Major insurance companies offering plans in Minnesota have agreed to a policy change that will mean patients can more quickly get medication to treat opioid withdrawal.
About 30,000 Americans now die each year from overdoses of either prescription opioid painkillers or heroin, which is also an opioid. An increasingly common treatment involves the medication
buprenorphine, also known by its brand name Suboxone. It reduces opioid withdrawal symptoms, reduces cravings and can block other opioids from taking effect.
Almost three dozen medical professionals contacted the office of Minnesota Attorney General Lori Swanson because some insurers were requiring prior authorization for prescriptions of
buprenorphine, meaning prescribers would have to contact the insurance company to get their approval before the prescription cost would be covered.

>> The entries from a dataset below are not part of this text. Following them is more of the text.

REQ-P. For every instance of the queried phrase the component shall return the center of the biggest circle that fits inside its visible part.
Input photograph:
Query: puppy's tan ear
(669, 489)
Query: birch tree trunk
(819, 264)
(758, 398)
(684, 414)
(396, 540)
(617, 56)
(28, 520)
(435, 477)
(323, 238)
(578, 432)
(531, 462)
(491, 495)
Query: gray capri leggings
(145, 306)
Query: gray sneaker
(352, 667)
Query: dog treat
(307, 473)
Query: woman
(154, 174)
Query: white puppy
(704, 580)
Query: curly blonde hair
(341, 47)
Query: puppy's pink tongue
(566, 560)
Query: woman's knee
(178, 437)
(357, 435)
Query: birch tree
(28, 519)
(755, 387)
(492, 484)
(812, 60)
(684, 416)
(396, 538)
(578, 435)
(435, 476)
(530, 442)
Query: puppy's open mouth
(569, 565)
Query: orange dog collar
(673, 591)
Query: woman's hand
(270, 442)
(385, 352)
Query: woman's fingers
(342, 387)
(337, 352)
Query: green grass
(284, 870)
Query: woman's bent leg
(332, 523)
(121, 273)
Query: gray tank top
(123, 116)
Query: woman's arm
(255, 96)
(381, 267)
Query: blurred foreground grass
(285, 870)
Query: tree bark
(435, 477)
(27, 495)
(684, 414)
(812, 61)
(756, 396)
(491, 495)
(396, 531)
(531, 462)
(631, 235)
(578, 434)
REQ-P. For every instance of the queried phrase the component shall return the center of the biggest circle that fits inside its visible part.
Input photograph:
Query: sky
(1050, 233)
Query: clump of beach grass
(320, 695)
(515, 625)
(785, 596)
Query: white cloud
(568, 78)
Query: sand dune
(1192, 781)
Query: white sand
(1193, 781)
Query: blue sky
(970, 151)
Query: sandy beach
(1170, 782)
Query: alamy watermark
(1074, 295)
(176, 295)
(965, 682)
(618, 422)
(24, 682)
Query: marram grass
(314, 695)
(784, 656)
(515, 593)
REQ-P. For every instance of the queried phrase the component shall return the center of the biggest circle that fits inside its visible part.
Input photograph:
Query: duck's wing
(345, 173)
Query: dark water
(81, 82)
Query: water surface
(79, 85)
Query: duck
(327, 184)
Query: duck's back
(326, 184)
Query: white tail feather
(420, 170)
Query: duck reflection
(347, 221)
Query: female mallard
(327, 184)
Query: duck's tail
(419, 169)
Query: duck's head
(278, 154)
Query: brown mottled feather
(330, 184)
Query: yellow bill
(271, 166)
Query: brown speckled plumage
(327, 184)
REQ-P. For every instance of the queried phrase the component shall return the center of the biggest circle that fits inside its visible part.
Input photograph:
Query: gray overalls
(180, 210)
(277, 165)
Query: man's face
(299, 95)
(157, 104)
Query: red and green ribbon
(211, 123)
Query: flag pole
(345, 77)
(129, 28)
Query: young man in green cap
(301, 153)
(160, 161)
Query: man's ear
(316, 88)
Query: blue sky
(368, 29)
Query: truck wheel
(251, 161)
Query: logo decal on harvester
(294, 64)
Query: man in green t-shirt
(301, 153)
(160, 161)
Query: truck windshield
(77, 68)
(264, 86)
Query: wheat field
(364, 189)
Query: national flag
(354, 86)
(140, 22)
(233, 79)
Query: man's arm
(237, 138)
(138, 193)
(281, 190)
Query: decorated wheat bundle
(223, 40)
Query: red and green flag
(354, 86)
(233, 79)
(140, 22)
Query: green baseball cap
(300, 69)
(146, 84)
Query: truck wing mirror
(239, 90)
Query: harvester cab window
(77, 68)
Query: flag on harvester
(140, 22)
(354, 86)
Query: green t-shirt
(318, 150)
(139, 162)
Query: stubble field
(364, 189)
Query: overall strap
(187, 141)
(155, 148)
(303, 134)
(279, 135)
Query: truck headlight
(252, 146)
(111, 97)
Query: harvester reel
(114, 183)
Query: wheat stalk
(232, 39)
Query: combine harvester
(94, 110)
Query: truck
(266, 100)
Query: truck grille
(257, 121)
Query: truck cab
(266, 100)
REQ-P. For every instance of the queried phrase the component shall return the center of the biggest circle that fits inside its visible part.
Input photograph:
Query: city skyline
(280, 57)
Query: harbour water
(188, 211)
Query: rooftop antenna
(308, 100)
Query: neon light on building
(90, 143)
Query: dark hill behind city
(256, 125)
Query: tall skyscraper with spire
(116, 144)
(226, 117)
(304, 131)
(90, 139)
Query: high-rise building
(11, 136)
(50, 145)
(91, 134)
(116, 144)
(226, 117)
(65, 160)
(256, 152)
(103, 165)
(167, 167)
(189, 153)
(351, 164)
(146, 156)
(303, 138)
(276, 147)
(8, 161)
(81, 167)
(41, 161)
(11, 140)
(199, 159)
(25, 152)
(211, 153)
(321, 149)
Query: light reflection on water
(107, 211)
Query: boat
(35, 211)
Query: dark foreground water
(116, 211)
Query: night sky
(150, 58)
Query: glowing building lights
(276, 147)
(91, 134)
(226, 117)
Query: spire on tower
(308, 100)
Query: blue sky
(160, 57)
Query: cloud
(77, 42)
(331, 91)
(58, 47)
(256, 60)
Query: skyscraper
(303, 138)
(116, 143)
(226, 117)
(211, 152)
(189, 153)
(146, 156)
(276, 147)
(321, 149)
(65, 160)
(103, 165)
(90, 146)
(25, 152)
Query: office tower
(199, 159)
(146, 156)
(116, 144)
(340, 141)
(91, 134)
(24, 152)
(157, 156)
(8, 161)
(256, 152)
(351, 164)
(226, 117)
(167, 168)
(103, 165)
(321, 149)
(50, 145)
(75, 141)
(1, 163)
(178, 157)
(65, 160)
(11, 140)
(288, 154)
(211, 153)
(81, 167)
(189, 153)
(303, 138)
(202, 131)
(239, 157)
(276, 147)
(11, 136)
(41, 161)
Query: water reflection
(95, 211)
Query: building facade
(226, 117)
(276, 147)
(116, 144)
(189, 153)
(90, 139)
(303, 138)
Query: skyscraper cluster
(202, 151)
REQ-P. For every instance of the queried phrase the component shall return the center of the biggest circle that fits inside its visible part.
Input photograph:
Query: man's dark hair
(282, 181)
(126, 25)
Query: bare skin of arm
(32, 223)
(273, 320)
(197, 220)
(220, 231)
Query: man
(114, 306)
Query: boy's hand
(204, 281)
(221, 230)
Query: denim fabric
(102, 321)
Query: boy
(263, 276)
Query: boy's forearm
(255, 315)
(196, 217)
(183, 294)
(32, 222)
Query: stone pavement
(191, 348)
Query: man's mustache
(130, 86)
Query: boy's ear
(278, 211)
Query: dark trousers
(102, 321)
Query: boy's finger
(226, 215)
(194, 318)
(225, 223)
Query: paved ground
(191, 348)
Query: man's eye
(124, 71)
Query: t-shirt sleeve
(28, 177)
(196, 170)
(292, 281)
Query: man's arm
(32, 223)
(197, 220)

"Sometimes that would cause delay, putting up yet another barrier for people who are addicted to opioids from timely accessing of what can be a very important drug," Swanson said Thursday.
"(It"s) a drug that can help stave off the withdrawal effects of addiction for long enough for people to hopefully overcome the addiction."
Swanson's office wrote to insurers in the state last month asking them to drop the prior authorization requirements for buprenorphine. Blue Cross Blue Shield of Minnesota and Medica have agreed
to drop the requirements. Two other companies, HealthPartners and PreferredOne, didn't have prior authorization requirements.
"People trying to escape opioid addiction face enough pressures and barriers already, including these horrific withdrawal effects," Swanson said. "Removal of one more barrier is a positive step
in the right direction."
UnitedHealth Group, which administers some health insurance plans in the state, denied the attorney general's request to drop prior authorization.
Swanson called their decision to continue to require prior authorization for buprenorphine "unfortunate... Opioid dependency is a public health crisis, and anything that stands in the way is
something we all need to be looking at coming together to remove."
UnitedHealth Group didn't respond to requests for comment.